Uniknya, ada beberapa teman ahlussunah versi salafi yang seringkali marah dan mengkritik Syaikh an-Nabhani, karena merasa dikritik di bab qadha dan qadar itu. Padahal, yang dikritik Syaikh an-Nabhani itu bukan ahlussunah versi salafi atau Ibnu Taimiyah, tapi ahlussunah nya Abu Hasan al-Asy'ari.


Ketiga, apa pun itu pembahasannya, sungguh sangat tidak layak jika kemudian harus berakhir konflik atau kericuhan di antara sesama saudara satu akidah, yaitu akidah Islam. Justru Syaikh an-Nabhani mengambil sikap terbaik di antara semuanya, yaitu membahas akidah dalam kaitannya dengan kebangkitan manusia atau kebangkitan umat. Dan memang itulah yang dibutuhkan umat saat ini, yaitu bangkit dari kondisi yang tidak islami menuju kondisi yang islami, bangkit dari peradaban buruk menuju peradaban mulia dengan Islam. Inilah yang sebenarnya jauh lebih dibutuhkan umat sekarang. Bukannya menyibukkan diri dengan pembahasan yang malah memancing keributan di dalam internal kaum muslim. Justru faktanya umat jadi tersibukkan sendiri dengan "pertikaian" di antara mereka dalam persoalan akidah. Padahal ada banyak persoalan yang lebih penting untuk dihadapi umat daripada saling bertikai di antara saudara.


Kembali pada pertanyaan di atas : dimana posisi tauhidnya salafi dan akidahnya aswaja dalam pembahasan thariqul iman?

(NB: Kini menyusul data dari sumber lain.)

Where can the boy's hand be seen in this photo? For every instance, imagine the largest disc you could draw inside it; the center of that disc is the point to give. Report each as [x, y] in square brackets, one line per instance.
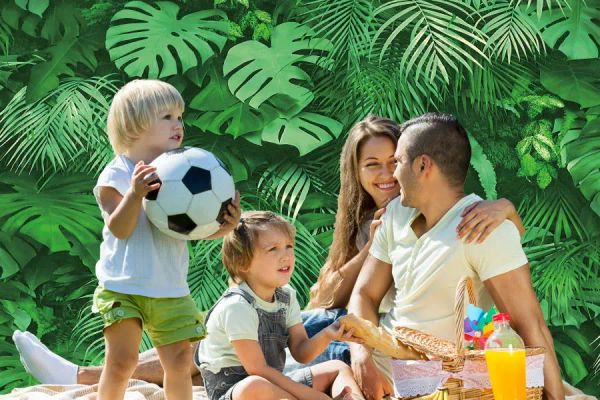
[141, 182]
[335, 331]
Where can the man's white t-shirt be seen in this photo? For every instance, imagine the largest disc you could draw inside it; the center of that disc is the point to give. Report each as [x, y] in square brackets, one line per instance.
[147, 263]
[233, 318]
[426, 270]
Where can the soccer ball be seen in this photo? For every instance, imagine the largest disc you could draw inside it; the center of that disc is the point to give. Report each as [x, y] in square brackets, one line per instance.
[193, 196]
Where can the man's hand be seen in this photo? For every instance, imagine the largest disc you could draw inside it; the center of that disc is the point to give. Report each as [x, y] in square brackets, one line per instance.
[336, 331]
[371, 382]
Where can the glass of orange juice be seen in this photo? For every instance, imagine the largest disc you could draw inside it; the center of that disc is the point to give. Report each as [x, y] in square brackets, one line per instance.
[507, 373]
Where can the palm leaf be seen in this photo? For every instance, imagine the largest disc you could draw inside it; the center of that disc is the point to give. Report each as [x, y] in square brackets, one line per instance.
[62, 215]
[559, 274]
[288, 183]
[87, 334]
[440, 40]
[310, 257]
[15, 253]
[63, 131]
[557, 215]
[484, 168]
[510, 31]
[541, 5]
[207, 276]
[346, 23]
[572, 30]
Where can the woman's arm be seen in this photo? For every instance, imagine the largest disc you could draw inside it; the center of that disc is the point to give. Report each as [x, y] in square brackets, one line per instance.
[481, 218]
[253, 360]
[304, 350]
[336, 286]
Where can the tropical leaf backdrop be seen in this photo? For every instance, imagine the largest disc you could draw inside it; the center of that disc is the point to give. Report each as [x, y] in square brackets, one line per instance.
[272, 88]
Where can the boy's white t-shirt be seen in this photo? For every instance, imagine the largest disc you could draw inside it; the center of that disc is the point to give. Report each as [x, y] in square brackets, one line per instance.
[427, 269]
[147, 263]
[233, 318]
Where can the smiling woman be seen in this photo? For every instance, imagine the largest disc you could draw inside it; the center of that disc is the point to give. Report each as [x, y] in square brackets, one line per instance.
[367, 184]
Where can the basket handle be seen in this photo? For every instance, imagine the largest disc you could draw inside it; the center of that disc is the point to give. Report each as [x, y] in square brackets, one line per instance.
[465, 284]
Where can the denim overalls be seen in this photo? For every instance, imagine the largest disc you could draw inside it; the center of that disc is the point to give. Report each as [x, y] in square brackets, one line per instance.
[272, 337]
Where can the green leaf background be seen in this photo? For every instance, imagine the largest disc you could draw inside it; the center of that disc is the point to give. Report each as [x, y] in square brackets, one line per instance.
[272, 88]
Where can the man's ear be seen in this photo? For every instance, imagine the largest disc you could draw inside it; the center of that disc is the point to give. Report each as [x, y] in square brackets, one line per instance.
[423, 164]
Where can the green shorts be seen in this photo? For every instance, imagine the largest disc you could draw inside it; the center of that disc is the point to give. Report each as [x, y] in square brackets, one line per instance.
[167, 320]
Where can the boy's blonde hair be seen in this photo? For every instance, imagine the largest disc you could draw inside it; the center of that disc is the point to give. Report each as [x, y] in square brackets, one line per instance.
[136, 106]
[239, 244]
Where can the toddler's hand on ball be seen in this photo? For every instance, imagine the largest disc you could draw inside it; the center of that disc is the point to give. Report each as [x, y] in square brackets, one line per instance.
[231, 217]
[233, 214]
[143, 177]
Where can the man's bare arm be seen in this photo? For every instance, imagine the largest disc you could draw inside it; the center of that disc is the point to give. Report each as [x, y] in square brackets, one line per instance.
[513, 293]
[371, 286]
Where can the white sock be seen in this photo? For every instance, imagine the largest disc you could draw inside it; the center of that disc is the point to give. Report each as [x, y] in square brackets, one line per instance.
[45, 366]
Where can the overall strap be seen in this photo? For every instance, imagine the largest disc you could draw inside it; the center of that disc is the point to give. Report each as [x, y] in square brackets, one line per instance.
[282, 295]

Jawabannya adalah sebagai berikut.


Bahwa kaum muslim harus meyakini atau mengimani Allah sebagai Pencipta segala sesuatu, Pemberi rezeki, Yang maha menghidupkan dan mematikan.. (tauhid rububiyah)


Bahwa kaum muslim harus meyakini atau mengimani bahwa Allah adalah Zat Yang esa, hanya yang berhak disembah dan diibadahi.. (tauhid uluhiyah)


Bahwa sifat Allah itu tidak serupa dengan makhluk (tauhid asma wa sifat)


Bahwa Allah itu memiliki sifat wajib sepeti wujud, qidam, baqa, mukhalafatu lil hawaditsi, qiyamuhu bi nafsihi, wahdaniyah, sama', bashar, dll.. Juga sifat mustahil seperti adam, huduts, fana, qiyamuhu li ghairihi, mumatsalatu li hawaditsi, ta'addud, karahah, jahlun, dll.. Atau sifat jaiz bahwa Allah boleh melakukan apa saja dan meninggalkan apa saja yang mumkin.. 


Ya, itu semua adalah keyakinan. Penulisnya sendiri dalam thariqul iman berpandangan bahwa akidah wajib ditetapkan berdasarkan dalil qath'i yaitu al-Quran dan hadis mutawatir. Karena itu, membahas konsep tauhid apapun (entah itu tauhidnya salafi atau akidahnya aswaja) selama ditetapkan berdasar dalil qath'i maka tidak ada persoalan.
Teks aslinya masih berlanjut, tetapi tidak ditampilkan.